Enough with the checks, let’s go already!

Okay okay! You can upgrade via CLI or via the GUI; I opted for the GUI. Navigate to Help > About this Cluster and click the upgrade button. Browse to the image which should still be on /ifs/data and click submit. It will start loading the image and return a nice display with the available upgrade types:

Screen displaying the available Isilon OneFS upgrade types

There are two major options: a simultaneous upgrade and a rolling upgrade. The first one will upgrade all nodes at the same time, but your data will not be available during this upgrade since all nodes will be down. The latter (a rolling upgrade) will upgrade the Isilon grid node by node: this means the upgrade process as a whole will take longer but your data is always available. Keep in mind a rolling upgrade might not be possible in all OneFS releases; anything older than 7.0.0 only does big-bang upgrades.

With rolling upgrades you have some TCP options. Keep in mind a node needs to reboot so user sessions on that node will be terminated. Depending on the application and protocol (NFS or SMB) this might be disruptive to the end-user.

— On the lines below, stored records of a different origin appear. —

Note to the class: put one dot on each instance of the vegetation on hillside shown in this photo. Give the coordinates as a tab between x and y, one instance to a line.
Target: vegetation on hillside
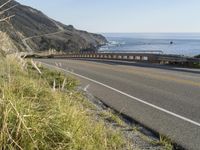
44	111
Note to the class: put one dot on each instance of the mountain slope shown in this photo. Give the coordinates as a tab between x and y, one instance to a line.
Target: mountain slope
42	33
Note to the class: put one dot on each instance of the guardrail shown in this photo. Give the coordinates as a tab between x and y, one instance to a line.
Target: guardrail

If you know all those user sessions are relatively short-lived, you could choose to wait for them to expire on their own instead of forcefully terminating them.  The downside is that if the user session does not expire before the time-out specified is reached, the upgrade will fail. In my upgrade scenario I cannot wait for the TCP sessions to expire on their own so I chose to terminate them straight away.

The final option is whether you want to manually control when a node reboots or to let the upgrade process just immediately reboot once the OneFS upgrade has completed. I chose the manual option just because I wanted to see what that dialog looks like…

Isilon OneFS upgrade reboot node dialog
Mystery solved…

The node you’re connected to will be upgraded and rebooted last. This will invalidate your SSH session and/or GUI session. After logging back in, run either an isi stat or look in the upper right corner for the Isilon OneFS version. It should be the new version and your Isilon cluster should be healthy and green. There will be a number of jobs running (for example MediaScan): this is normal and your data is available.

Final steps

We’re almost there. You’ve already confirmed that the cluster is healthy. Remove the Isilon OneFS upgrade package from /ifs/data. As a final step, make sure EMC knows about your upgrade by running the Isilon Gather processes, either from CLI with isi_gather_info or in the GUI via Help > About this Cluster. This uploads the latest logfiles to EMC. Once that’s done: congratulations, you’ve just performed an Isilon OneFS upgrade! Peanuts, right?

While you’re at it, you might want to upgrade the Isilon node firmware or upgrade InsightIQ. Or leave a question or comment, it’s free!

  • dynamox

    Excellent post Jon.

    one note: OneFS 6.5 can be upgraded in-family just like 7.x (rolling upgrade) , it’s when you are upgrading between families (6.5>7.x) that’s when you have to schedule complete outage.

    Another note for folks that are reading this, make sure that CIFS clients connect to a pool that uses “Static” IP Allocation and “Dynamic” for NFS clients. This is very important during upgrades as IP configured in Static pool will simply go away when node reboots where IP configured in Dynamic pool will transition to another nodes in the cluster.

    • Jon Klaus

      Thanks Sergey and excellent addition!